Romanian Liberals seek to reduce budget deficit, strengthen courts

Foto: Inquam Photos / Octav Ganea

Prime Minister-designate Ludovic Orban says he wants to quickly get Romania’s economy back on track by reining in a fiscal shortfall below the European Union’s 3% threshold while strengthening courts to lure investors back to the East European country.

Liberal Party leader Orban called for swift parliamentary backing for a new Cabinet  as “there is a risk we won’t be able to pay salaries.”

The outgoing Social Democrat government promoted expansionary fiscal and wage policies which increased Romania’s deficits, while tax hikes, energy price caps approved without public debate, and moves to weaken the judiciary, made investors cautious.  

The Liberals have published a draft governing program where they say they it wants to review and correct “toxic” tax and judicial measures that have reduced courts and prosecutors’ independence, enforced by the outgoing Social Democrats.

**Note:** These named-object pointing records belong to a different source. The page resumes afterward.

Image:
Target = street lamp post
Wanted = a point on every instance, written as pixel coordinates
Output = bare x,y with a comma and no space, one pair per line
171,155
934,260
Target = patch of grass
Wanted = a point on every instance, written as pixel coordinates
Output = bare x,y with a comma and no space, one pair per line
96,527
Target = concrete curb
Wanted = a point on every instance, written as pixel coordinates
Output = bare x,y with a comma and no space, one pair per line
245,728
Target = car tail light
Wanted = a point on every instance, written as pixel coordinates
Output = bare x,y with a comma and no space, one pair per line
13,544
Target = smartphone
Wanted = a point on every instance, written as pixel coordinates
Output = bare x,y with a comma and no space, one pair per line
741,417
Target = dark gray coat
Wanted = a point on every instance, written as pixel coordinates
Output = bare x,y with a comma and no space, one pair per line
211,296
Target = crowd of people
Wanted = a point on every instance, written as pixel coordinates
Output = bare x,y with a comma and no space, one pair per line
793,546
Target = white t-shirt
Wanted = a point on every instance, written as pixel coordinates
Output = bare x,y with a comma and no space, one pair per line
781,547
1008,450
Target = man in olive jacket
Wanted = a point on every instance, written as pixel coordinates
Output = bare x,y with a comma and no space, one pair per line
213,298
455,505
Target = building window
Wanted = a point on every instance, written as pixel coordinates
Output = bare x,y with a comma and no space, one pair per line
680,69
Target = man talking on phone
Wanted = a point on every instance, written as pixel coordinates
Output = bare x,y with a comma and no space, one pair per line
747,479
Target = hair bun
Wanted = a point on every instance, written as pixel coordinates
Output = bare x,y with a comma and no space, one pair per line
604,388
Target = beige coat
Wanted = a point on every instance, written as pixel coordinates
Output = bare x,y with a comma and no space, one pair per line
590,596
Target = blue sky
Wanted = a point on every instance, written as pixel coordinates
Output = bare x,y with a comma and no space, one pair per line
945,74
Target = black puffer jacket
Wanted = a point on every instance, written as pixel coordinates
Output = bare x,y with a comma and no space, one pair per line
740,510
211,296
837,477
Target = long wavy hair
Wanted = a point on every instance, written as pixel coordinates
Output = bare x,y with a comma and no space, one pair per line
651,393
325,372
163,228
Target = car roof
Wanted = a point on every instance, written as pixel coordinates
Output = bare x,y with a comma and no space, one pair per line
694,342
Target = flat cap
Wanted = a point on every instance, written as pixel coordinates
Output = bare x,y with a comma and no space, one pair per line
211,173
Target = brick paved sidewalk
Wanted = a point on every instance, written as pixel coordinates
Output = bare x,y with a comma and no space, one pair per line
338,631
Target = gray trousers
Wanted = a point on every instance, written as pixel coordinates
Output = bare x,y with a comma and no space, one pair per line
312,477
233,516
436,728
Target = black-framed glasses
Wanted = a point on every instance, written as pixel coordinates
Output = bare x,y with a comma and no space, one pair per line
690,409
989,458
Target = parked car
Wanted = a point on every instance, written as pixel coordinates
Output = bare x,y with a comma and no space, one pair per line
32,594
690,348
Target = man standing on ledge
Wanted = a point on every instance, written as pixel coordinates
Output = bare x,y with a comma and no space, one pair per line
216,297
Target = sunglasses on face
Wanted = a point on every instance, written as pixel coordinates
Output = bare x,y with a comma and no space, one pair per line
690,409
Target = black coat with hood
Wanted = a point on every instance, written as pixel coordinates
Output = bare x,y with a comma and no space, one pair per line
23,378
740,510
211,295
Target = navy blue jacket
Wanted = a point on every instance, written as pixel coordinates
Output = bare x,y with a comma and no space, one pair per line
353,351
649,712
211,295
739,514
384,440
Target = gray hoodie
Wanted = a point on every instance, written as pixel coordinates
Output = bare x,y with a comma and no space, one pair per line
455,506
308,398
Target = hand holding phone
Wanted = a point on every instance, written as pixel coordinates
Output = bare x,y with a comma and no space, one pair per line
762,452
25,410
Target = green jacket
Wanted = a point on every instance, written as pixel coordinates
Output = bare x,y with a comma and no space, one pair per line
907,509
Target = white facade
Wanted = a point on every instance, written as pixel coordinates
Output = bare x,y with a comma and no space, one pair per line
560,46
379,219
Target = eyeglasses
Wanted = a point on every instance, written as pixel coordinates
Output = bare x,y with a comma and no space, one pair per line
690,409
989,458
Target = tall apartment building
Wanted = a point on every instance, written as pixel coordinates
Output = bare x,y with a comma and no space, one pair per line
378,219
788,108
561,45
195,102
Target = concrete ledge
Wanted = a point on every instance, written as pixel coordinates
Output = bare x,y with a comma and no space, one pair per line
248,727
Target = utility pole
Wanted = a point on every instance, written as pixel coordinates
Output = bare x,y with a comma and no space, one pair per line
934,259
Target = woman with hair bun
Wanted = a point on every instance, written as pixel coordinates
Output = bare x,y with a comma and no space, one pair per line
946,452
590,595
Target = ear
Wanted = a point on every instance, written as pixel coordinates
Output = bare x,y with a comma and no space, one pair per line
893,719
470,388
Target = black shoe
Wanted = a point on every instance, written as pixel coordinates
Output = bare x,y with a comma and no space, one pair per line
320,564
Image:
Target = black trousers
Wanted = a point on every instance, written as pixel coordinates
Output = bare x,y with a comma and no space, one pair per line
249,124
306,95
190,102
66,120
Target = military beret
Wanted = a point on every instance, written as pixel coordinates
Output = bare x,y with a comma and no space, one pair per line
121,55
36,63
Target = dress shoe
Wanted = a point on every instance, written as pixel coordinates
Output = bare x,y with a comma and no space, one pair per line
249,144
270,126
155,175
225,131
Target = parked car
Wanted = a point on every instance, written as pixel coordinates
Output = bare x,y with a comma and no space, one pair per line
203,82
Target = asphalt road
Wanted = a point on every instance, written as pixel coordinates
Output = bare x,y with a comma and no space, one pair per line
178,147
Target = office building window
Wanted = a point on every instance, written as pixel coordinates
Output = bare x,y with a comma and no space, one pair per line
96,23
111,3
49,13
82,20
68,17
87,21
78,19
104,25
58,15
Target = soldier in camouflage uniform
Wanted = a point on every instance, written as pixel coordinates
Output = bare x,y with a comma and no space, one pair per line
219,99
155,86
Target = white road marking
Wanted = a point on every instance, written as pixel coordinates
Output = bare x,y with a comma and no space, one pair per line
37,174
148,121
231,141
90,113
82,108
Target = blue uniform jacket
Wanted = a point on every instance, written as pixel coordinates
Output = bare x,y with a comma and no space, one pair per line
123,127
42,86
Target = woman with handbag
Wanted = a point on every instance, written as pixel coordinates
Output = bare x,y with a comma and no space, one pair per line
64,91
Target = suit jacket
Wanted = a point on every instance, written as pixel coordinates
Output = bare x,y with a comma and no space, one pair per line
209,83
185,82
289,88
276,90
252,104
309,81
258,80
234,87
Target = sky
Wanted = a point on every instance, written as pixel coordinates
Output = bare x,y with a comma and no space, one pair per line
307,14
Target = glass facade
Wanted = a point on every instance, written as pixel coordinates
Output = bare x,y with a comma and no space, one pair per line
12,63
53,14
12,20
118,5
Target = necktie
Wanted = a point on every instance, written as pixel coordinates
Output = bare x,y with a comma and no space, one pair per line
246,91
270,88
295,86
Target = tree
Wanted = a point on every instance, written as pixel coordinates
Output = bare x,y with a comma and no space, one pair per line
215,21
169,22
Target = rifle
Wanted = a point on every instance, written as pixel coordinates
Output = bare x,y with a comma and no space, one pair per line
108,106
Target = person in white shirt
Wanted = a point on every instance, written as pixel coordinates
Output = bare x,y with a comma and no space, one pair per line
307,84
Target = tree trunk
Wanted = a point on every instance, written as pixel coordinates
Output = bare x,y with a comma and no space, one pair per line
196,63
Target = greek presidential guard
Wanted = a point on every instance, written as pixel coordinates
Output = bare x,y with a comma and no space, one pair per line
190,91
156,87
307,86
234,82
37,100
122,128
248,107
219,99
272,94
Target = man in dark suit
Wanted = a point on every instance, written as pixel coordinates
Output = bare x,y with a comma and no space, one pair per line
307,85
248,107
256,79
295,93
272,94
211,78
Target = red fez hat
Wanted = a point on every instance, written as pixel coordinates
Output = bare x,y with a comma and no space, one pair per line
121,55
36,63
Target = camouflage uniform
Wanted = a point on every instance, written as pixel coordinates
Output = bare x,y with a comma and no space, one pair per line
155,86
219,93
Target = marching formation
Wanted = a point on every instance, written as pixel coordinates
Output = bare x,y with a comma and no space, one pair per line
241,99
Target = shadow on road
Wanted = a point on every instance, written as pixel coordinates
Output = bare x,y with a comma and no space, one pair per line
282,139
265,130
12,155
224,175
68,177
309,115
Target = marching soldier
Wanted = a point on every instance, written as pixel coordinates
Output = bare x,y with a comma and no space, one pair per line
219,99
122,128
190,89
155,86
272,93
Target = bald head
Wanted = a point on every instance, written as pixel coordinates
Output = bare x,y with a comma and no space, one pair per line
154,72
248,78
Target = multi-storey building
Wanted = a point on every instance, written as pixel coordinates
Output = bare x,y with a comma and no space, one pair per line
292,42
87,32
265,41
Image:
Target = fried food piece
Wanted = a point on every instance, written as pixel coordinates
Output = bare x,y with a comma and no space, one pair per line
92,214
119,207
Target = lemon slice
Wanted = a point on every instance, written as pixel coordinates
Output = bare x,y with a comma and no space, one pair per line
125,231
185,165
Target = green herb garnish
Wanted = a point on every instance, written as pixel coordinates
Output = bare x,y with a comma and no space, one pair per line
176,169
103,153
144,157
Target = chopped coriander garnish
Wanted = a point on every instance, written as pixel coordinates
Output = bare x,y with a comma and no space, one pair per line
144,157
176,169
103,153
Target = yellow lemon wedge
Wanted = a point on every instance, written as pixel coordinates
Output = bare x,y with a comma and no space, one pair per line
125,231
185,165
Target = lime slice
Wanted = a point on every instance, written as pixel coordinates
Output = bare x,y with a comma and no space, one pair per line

Other priorities include naming a European Union commissioner and scrapping a contentious early parole law that has allowed the release hundreds of violent prisoners, some of whom have re-offended upon release.

The Social Democrat government of Viorica Dancila collapsed on Oct. 10 after losing a no-confidence vote in parliament.

The Liberal minority government hopes to win a parliamentary vote of confidence next Wednesday, although that is uncertain. The Cabinet will have only 16 ministries down from the current 26.  

The party’s economic adviser Florin Citu has been proposed as finance minister. Eucated in the U.S, Citu worked for the European Investment Bank and New Zealand’s central bank and has advocated measures aimed at cutting cut red tape and improving transparency in the public sector.  

Even if Parliament approves the government, Orban, a 56-year-old former transport minister will struggle to negotiate majorities for any legal initiative because of a divided opposition. Parliamentary elections are scheduled for late 2020.

However, Orban could win enough political backing to reverse parts of a judicial overhaul that has criticized by the European Union and U.S. officials as a threat to the rule of law.

On health, the government aims to get European financing for three regional hospitals, and to pass a vaccination law and invest in 367 public hospitals. It plans to build highways and upgrade the dilapidated rail network.

On energy, it wants develop energy sources with low greenhouse gas emissions and become less energy dependent. It supports Black Sea offshore gas exploration which could help Romania become a regional energy supplier.

Foreign policy priorities include boosting Romania’s influence abroad by strengthening the rule of law, being a security provider and consolidating relations with neighbors. The party wants to ensure presidential elections are well organized.

Other goals are working to join Schengen, the Euro zone and getting a European Union monitoring mechanism lifted, by making progress in building an independent and efficient justice system.

It says the outgoing Social Democrats promoted “an economic model based on the artificial consumer stimulation…. Which led to a fall in production, a lack of investment and the abrupt moderation of economic growth in 2018 and 2019.”